Student-athlete advocates will object to having athletes sign over access to personal financial information, especially having an employer grant the access so that pay stubs may be accessed without the athlete’s knowledge. Given that more and more states are preventing athletic departments from forcing student-athletes to give up social media credentials, requiring access to even more sensitive information bucks that trend.
Compliance offices may object as well because this is one of the more difficult tasks. It requires coordination with the athlete and the employer and it can take multiple rounds of follow-up just to get both parties to agree to release pay stubs.
The standards also do not provide any guidance on how often compliance offices should obtain the actual pay stubs. Should it be a regular monitoring procedure? Or is access just granted so that investigations can move more quickly if there is an accusation that an athlete is being paid more than the going rate or for work not performed?
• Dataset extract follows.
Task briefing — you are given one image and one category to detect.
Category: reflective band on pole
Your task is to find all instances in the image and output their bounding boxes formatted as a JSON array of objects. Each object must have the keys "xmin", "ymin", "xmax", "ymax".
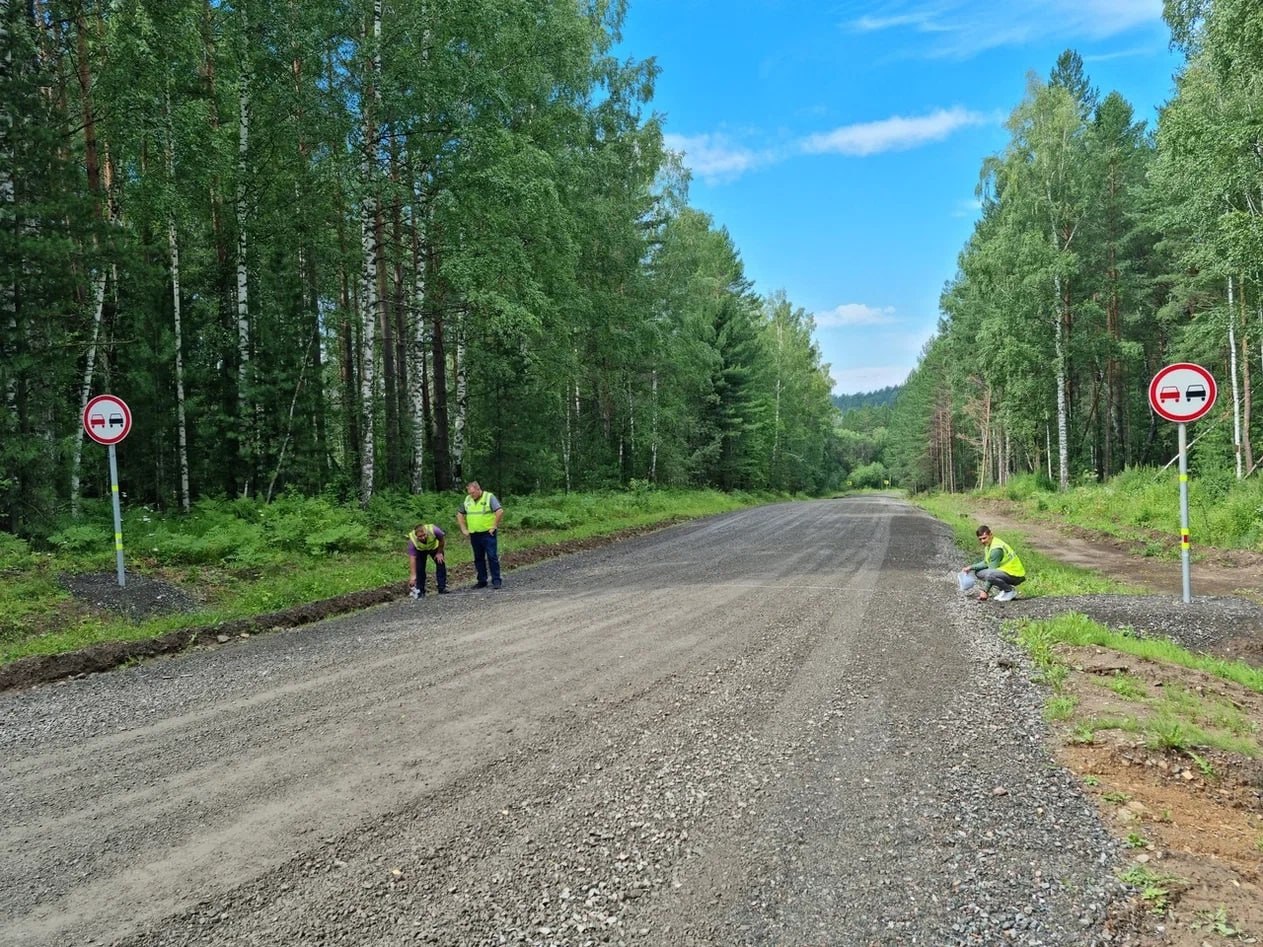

The cases cited by NAAC in support of the proposed standards (which NAAC ultimately seeks to have blessed by the Committee on Infractions as a sort of “safe harbor”) show a push by the Committee on Infractions to have schools not just get documentation on student-athlete employment but also to follow up with employers to ensure the actual employment matches what was declared on a form.
The standards are currently in draft and will likely be debated and refined at the NAAC Convention in June. There is currently no timetable to release this round of standards and previous rounds have been released at various points during the year, with one round released roughly every year.